The Dee District Salmon Fishery Board & River Dee Trust (DDSFB) has recently started testing drone technology to net salmon poachers. Drones patrol the various bays and inlets of the coastline, giving DDSFB the data they need to ensure all illegally set nets targeting salmon are identified and removed swiftly.
Jamie Urquhart, the fisheries protection manager at DDSFB, explains why the organization decided to test out drones:
There are threats from organized criminal gangs who come and net the river. We have known family gangs who travel around all the rivers in Scotland removing fish with a gillnet. Using the new tech, we can identify locations where we know poaching instances are common.
The bigger issue is, these poaching instances have become much more common than they used to be because poachers have been taking advantage of the COVID-19 lockdown to plunder the river. In 2020, the DDSFB recorded 53 incidents of poaching, which is more than twice its annual average.

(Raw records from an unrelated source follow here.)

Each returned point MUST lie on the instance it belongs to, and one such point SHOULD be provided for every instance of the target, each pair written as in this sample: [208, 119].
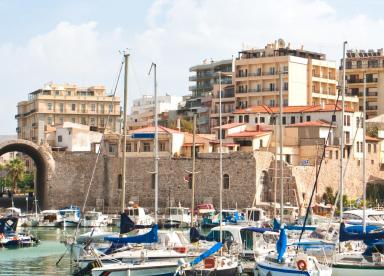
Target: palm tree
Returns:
[15, 172]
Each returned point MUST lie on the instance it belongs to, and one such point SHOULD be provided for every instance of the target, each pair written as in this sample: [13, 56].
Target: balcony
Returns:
[373, 80]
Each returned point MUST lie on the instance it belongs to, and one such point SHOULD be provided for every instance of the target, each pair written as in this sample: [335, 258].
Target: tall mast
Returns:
[193, 167]
[342, 137]
[364, 155]
[126, 56]
[156, 142]
[221, 162]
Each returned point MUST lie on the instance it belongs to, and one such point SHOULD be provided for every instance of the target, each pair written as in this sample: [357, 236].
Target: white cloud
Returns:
[178, 34]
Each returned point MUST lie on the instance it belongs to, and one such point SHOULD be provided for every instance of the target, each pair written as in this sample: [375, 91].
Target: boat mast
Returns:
[156, 142]
[221, 162]
[364, 155]
[193, 167]
[281, 149]
[126, 56]
[342, 137]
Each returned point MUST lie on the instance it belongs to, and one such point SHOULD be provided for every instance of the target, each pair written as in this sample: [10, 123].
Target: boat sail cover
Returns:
[355, 233]
[281, 245]
[149, 237]
[207, 253]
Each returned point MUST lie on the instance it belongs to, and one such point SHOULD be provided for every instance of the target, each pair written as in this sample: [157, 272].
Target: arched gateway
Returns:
[44, 162]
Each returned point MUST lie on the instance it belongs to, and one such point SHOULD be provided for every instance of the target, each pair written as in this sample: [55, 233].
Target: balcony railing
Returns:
[362, 80]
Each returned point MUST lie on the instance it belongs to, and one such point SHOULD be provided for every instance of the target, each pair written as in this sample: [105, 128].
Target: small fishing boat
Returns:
[94, 219]
[70, 216]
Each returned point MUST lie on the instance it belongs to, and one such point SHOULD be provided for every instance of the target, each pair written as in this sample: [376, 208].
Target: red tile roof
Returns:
[372, 139]
[151, 129]
[248, 134]
[318, 123]
[292, 109]
[231, 125]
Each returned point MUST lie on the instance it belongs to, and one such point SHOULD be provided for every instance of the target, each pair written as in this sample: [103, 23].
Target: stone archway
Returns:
[44, 162]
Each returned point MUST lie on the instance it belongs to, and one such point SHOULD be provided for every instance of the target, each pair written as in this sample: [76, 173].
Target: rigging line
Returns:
[319, 169]
[101, 143]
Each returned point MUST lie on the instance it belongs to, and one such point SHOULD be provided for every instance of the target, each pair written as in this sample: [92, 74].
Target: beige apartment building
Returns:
[371, 64]
[308, 77]
[55, 104]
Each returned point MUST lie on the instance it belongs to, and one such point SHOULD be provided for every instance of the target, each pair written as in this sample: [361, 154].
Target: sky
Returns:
[80, 41]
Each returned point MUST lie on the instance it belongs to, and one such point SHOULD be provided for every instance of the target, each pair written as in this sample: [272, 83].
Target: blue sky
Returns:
[78, 41]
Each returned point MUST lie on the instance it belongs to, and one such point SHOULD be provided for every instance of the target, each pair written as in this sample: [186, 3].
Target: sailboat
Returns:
[370, 261]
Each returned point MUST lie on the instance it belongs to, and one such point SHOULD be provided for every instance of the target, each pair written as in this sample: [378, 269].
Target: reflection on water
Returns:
[38, 260]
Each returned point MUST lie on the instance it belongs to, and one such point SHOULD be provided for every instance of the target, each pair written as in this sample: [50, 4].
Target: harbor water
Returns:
[41, 259]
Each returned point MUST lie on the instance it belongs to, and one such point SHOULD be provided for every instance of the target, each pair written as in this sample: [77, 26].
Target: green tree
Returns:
[15, 172]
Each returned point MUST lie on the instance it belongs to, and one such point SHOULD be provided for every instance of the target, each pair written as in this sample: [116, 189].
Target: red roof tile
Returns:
[231, 125]
[318, 123]
[248, 134]
[292, 109]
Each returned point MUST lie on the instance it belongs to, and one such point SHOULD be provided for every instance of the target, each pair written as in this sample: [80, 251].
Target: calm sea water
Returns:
[41, 259]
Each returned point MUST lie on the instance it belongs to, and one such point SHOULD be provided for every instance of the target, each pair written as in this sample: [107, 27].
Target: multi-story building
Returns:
[143, 110]
[205, 78]
[371, 64]
[353, 131]
[56, 104]
[308, 78]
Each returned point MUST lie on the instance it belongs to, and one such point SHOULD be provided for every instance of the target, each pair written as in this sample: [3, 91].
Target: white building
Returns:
[73, 137]
[143, 109]
[353, 131]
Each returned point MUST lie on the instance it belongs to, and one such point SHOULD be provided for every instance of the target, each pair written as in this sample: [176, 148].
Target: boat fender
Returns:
[301, 265]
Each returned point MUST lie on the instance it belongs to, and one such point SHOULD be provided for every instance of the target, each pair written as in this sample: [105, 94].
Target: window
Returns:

As Lorraine Hawkins, river director of the River Dee fishery board, tells The Press & Journal:
The opportunity has increased because there are just fewer people on the river, such as anglers or ghillies. It has been a wide-open river for people who know about poaching to be able to do so.
Drones keep salmon poachers away
This is why drones, that can surveille huge swathes of land from the sky, have emerged as the ideal anti-poaching solution. Urquhart adds:
We can use them if approaching any suspicious characters that may put our staff at risk, or have a scan of the area and decide whether we need to deploy more resources.

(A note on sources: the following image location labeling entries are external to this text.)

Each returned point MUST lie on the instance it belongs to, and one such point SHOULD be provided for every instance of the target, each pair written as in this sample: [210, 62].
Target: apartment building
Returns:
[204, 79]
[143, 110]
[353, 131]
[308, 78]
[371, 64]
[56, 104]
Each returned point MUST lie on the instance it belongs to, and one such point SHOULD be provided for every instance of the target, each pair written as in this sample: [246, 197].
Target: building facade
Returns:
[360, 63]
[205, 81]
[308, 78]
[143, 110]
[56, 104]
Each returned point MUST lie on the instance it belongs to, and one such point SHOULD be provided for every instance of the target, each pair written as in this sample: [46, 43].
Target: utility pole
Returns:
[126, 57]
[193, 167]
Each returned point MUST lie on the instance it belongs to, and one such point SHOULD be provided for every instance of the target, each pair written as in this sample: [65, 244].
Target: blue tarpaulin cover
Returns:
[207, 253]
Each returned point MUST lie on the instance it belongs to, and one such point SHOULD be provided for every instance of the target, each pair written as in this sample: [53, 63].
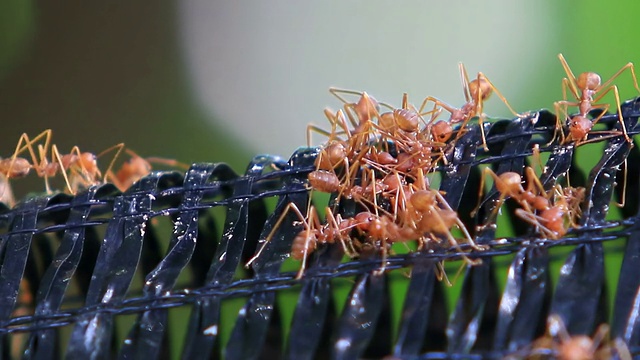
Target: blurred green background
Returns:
[222, 81]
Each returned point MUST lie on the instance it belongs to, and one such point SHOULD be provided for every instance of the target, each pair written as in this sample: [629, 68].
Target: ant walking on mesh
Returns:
[551, 213]
[136, 168]
[588, 90]
[476, 92]
[312, 234]
[565, 346]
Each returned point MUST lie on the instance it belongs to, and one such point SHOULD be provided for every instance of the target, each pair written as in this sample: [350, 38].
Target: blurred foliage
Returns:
[16, 32]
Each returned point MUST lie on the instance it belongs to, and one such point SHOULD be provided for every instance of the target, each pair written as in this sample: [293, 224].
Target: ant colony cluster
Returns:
[78, 169]
[381, 158]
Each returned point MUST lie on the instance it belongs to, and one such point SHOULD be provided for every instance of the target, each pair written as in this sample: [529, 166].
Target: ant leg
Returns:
[624, 186]
[561, 114]
[499, 94]
[28, 145]
[55, 156]
[536, 157]
[533, 219]
[459, 222]
[464, 78]
[533, 181]
[312, 219]
[290, 207]
[436, 102]
[573, 86]
[618, 73]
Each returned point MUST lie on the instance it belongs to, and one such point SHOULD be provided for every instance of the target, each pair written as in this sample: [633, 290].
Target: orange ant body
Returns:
[588, 89]
[552, 219]
[312, 234]
[475, 93]
[136, 168]
[577, 347]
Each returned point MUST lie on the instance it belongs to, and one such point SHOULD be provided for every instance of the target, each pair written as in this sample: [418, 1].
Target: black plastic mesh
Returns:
[71, 267]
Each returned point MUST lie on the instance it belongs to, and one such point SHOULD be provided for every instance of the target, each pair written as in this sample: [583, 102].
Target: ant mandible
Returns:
[588, 90]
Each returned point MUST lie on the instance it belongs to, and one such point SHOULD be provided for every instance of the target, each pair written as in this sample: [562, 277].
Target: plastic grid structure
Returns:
[78, 256]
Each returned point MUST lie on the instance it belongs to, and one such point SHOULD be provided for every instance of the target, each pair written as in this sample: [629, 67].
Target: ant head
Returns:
[331, 155]
[366, 107]
[588, 81]
[387, 121]
[510, 183]
[406, 119]
[580, 127]
[481, 85]
[12, 168]
[88, 161]
[441, 131]
[423, 200]
[577, 347]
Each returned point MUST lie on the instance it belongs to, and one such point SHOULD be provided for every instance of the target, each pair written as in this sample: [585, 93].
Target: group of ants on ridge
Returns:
[381, 158]
[79, 169]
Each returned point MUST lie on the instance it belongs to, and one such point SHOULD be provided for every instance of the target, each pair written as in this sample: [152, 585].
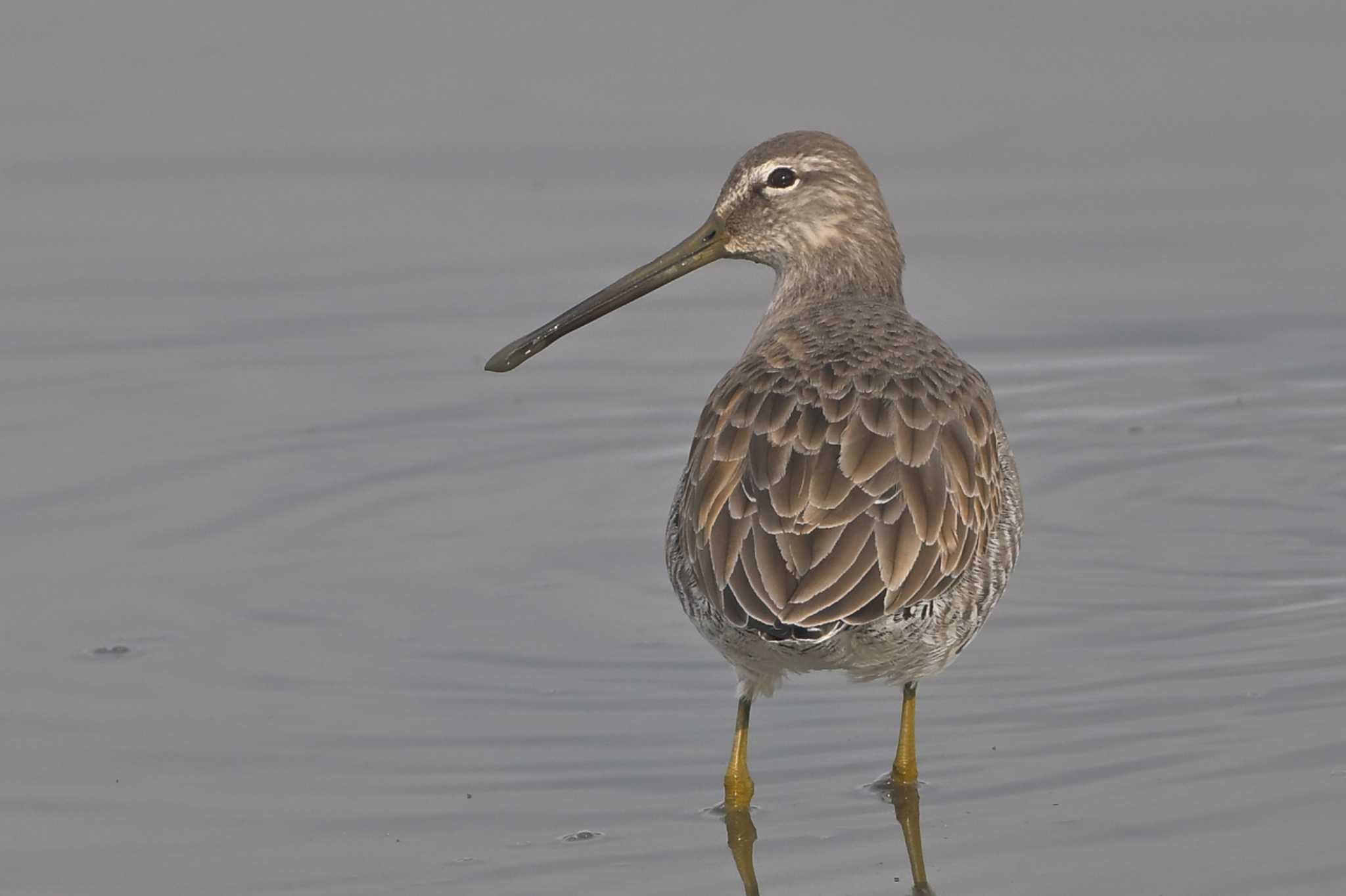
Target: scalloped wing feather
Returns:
[831, 495]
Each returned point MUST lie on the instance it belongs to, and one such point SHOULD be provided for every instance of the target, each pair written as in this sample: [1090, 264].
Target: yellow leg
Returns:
[738, 783]
[738, 825]
[905, 763]
[906, 805]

And though DDSFB’s drones are yet to catch a salmon poacher in the act, their mere presence seems to be making the criminals wary. Urquhart quips:
It appears to be working as an effective deterrent, especially in known hotspot areas like around Stonehaven or the Feugh. It’s really helped to diminish the number of policing incidents that we typically see at this time of year.

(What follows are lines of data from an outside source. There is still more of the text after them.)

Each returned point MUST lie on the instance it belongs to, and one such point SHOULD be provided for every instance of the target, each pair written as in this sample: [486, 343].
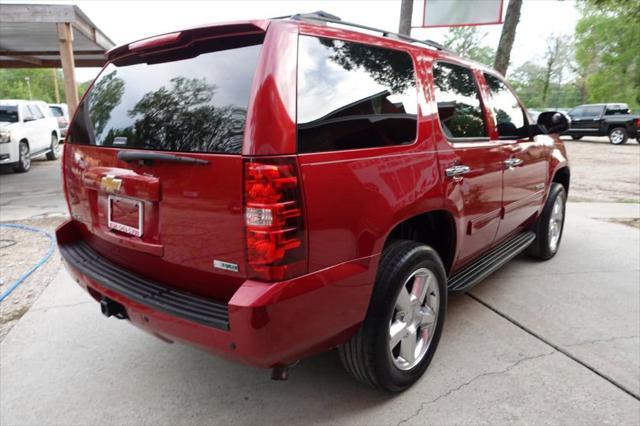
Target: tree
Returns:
[607, 40]
[467, 42]
[406, 10]
[507, 36]
[106, 95]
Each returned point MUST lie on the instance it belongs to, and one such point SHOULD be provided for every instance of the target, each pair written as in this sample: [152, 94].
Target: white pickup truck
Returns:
[27, 130]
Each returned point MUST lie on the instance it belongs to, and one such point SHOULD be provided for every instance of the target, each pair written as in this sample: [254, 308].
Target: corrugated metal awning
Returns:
[29, 36]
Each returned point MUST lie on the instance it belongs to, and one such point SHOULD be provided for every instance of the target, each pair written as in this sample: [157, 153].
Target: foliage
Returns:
[467, 42]
[607, 40]
[386, 67]
[528, 80]
[177, 118]
[13, 84]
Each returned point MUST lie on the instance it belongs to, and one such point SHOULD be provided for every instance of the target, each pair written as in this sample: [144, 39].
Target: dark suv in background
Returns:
[612, 120]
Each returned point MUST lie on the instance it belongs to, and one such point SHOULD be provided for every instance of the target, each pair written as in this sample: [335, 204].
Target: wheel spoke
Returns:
[420, 287]
[404, 300]
[396, 333]
[427, 316]
[408, 348]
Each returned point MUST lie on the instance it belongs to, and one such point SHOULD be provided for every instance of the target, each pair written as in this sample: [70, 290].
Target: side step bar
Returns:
[477, 271]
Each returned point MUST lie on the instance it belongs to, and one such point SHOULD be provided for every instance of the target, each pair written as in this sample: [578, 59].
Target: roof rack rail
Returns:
[322, 16]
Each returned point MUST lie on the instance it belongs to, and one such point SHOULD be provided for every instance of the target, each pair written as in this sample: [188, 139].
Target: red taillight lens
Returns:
[276, 248]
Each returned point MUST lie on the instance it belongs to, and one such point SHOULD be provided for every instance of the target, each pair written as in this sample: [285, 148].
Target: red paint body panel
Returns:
[352, 200]
[270, 324]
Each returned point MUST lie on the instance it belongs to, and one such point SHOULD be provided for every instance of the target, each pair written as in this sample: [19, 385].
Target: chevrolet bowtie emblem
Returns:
[110, 184]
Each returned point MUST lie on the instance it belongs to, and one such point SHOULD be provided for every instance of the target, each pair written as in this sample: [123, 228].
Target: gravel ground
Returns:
[603, 172]
[19, 250]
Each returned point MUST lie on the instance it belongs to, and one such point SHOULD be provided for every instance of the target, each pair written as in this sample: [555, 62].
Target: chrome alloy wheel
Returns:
[25, 158]
[414, 319]
[555, 224]
[617, 136]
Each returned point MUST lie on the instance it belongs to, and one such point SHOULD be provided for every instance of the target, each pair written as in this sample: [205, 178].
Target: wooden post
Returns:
[406, 10]
[55, 84]
[65, 40]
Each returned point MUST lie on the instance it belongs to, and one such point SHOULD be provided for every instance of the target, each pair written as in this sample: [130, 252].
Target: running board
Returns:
[477, 271]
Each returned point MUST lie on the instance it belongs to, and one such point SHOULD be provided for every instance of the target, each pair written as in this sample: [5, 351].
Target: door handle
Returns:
[458, 170]
[511, 163]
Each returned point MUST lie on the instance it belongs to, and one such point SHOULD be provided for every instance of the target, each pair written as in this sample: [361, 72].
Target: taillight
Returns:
[276, 248]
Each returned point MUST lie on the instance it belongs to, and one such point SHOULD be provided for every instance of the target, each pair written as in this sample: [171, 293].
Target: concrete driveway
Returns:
[537, 343]
[36, 193]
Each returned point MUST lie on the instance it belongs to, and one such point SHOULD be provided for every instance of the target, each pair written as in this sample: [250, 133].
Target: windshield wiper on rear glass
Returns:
[150, 157]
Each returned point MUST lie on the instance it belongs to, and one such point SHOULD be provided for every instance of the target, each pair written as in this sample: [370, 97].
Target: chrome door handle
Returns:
[457, 170]
[511, 163]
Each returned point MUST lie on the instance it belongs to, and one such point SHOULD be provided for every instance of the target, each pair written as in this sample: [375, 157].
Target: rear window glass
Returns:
[8, 114]
[193, 104]
[458, 101]
[56, 111]
[352, 95]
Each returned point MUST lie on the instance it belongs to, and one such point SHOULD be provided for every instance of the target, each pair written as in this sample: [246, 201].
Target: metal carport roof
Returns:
[51, 36]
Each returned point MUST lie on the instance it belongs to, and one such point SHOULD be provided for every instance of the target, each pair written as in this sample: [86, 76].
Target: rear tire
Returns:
[411, 323]
[24, 158]
[54, 148]
[618, 136]
[550, 224]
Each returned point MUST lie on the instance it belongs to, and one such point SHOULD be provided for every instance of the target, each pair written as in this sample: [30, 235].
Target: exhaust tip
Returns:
[111, 308]
[280, 372]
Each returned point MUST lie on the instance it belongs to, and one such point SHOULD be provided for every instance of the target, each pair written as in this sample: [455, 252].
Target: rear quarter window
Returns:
[353, 95]
[193, 104]
[458, 99]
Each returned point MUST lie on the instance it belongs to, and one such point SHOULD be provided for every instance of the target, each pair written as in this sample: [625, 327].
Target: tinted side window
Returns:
[507, 112]
[35, 112]
[576, 112]
[56, 111]
[458, 101]
[352, 95]
[592, 112]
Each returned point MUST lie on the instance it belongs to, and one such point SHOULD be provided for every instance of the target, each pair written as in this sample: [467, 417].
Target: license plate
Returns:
[125, 215]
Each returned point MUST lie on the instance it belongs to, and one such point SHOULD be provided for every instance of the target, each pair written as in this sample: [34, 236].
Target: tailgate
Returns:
[153, 169]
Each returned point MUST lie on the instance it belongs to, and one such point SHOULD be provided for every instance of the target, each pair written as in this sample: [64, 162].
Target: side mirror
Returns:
[551, 122]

And right now, that’s all that matters.
Urquhart believes that salmon poaching not only damages the fish stocks but also the reputation of the river. He sums up:
People come from all over the globe to come and fish the Dee, paying hundreds of pounds to do so and spending even more money in the local area. In addition to that, the stock of salmon in the Dee is a very special stock which is protected by a special area of conservation.